O TSE (Tribunal Superior Eleitoral) julga nesta terça-feira (1º), a partir das 19h, uma ação que pode consolidar o entendimento da Corte sobre os limites do uso de inteligência artificial na propaganda eleitoral.
O caso concreto é uma ação movida pelo PT, integrante da Federação Brasil da Esperança (PT, PCdoB e PV), contra um vídeo do ex-presidente Jair Bolsonaro (PL) produzido com inteligência artificial e exibido na convenção nacional do PL que oficializou a candidatura do senador Flávio Bolsonaro (PL-RJ) à Presidência da República.
Ao julgar o caso, os ministros terão de decidir onde termina o uso legítimo de inteligência artificial e onde começa o deepfake proibido pela legislação eleitoral, limite que ainda divide a Corte.
Na gravação veiculadas na convenção do PL, um avatar com imagem e voz semelhantes às de Jair Bolsonaro afirma estar preso por uma decisão que considera injusta e declara apoio à candidatura do filho. O ex-presidente cumpre prisão domiciliar e está proibido, por decisão do ministro Alexandre de Moraes, do STF (Supremo Tribunal Federal), de se manifestar publicamente sobre política durante o período eleitoral.
O PT sustenta que o conteúdo configura propaganda eleitoral antecipada e uso irregular de inteligência artificial.
A defesa de Flávio Bolsonaro argumenta que o vídeo é comparável a recursos como máscaras ou bonecos usados em campanhas, ou seja, uma representação evidentemente artificial, sem intenção de enganar o eleitor.
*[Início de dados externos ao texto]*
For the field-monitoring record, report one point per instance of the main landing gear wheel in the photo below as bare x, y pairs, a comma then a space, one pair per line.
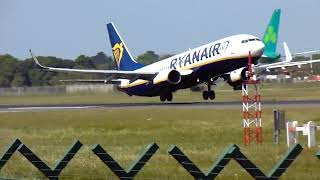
166, 96
210, 94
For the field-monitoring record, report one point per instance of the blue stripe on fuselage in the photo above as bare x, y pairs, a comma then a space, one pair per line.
203, 73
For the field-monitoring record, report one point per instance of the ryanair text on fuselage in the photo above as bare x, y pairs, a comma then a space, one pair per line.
198, 55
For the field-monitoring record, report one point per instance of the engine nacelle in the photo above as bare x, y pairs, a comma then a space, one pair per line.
171, 76
239, 75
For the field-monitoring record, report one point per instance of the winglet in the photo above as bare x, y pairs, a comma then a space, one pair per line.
37, 61
287, 52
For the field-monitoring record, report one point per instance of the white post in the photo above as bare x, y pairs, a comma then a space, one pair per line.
311, 128
292, 134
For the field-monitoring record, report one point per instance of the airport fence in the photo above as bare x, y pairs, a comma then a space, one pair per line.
232, 152
65, 89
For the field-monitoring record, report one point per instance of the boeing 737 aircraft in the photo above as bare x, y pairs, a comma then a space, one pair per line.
226, 58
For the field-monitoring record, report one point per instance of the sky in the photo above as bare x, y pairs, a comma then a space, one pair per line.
68, 28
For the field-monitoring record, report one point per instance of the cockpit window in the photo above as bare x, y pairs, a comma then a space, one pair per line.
247, 40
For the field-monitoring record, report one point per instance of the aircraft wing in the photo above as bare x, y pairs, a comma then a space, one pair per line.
92, 81
297, 63
111, 74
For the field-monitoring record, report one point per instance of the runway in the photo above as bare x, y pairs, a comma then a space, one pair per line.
229, 104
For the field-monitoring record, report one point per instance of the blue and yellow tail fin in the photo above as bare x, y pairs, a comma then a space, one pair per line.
270, 37
122, 56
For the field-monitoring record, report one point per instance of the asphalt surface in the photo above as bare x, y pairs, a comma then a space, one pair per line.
212, 104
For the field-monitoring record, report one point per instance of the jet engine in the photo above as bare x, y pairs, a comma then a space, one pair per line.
171, 76
239, 74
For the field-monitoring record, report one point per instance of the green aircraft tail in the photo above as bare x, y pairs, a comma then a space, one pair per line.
270, 37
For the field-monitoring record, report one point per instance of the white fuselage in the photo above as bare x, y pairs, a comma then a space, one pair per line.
233, 47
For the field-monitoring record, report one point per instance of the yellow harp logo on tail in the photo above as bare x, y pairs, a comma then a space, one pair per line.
118, 52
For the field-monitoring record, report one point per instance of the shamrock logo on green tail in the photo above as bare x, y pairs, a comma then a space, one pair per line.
271, 36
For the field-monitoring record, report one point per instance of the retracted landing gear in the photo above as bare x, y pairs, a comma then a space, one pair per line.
166, 96
210, 94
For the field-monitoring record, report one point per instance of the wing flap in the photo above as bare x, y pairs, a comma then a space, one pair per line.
114, 73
Conteúdo sintético X deepfake
A resolução eleitoral vigente exige que qualquer material produzido ou manipulado por inteligência artificial seja identificado de forma explícita ao eleitor. Já o uso de deepfakes para favorecer ou prejudicar candidaturas é proibido. O impasse está em definir quando um conteúdo deixa de ser IA identificada e passa a ser deepfake.
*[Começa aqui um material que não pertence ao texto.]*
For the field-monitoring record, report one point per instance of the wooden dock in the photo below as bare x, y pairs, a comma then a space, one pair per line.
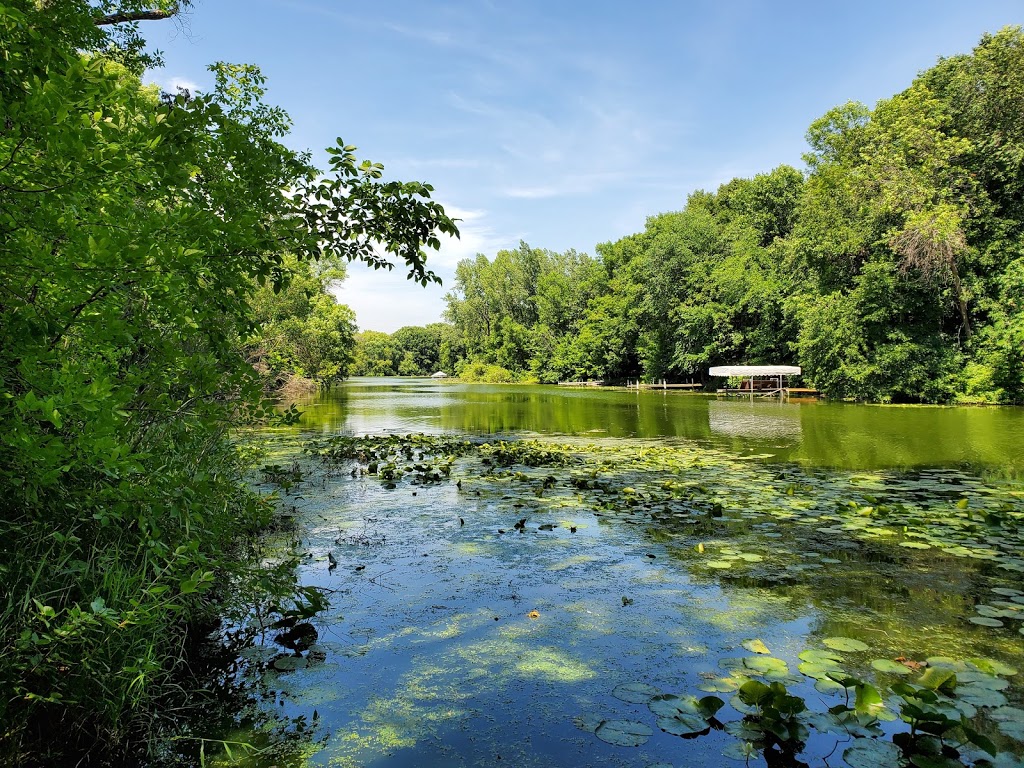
662, 385
774, 392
Na semana passada, o ministro André Mendonça apresentou ao plenário uma proposta para separar as duas categorias. Pela tese, nem todo material gerado por IA seria automaticamente considerado deepfake:
- Conteúdo sintético — peça gerada ou manipulada por IA, mas cujo caráter artificial é evidente (memes, caricaturas, animações, sátiras). Seu uso seria permitido, desde que sinalizado ao eleitor.
- Deepfake — categoria mais restrita, definida pelo grau de realismo capaz de fazer o eleitor acreditar que está diante de um registro autêntico. Seu uso permanece proibido, independentemente de a intenção ser favorecer ou prejudicar uma candidatura.
Mendonça citou como referência o AI Act da União Europeia para fundamentar esse critério de “verossimilhança objetivamente apta a produzir falsa percepção de autenticidade”.
Um debate que já dividia a Corte
A discussão vinha sendo tratada internamente pelos ministros desde agosto, quando a repercussão do vídeo de Bolsonaro levou a uma reunião reservada, encerrada sem consenso.
Nela, o presidente do TSE, ministro Kassio Nunes Marques, defendeu a possibilidade de admitir usos de IA que não fossem ofensivos nem empregados em campanhas negativas, proposta que passou a ser chamada informalmente de “IA do bem”. Parte dos ministros resistiu à ideia, sob o argumento de que a resolução eleitoral veda deepfakes tanto para prejudicar quanto para favorecer candidatos, sem distinção de intenção.
A proposta de Mendonça segue lógica diferente: em vez de julgar a finalidade do conteúdo, propõe que o enquadramento como deepfake dependa, sobretudo, de sua capacidade de parecer real.
Além de decidir se houve irregularidade no vídeo exibido na convenção do PL, com expectativa, segundo integrantes da Corte, de aplicação de multa, o julgamento desta terça deve indicar qual das duas interpretações prevalece no TSE e servir de referência para outros casos de conteúdo gerado por IA ao longo da campanha de 2026.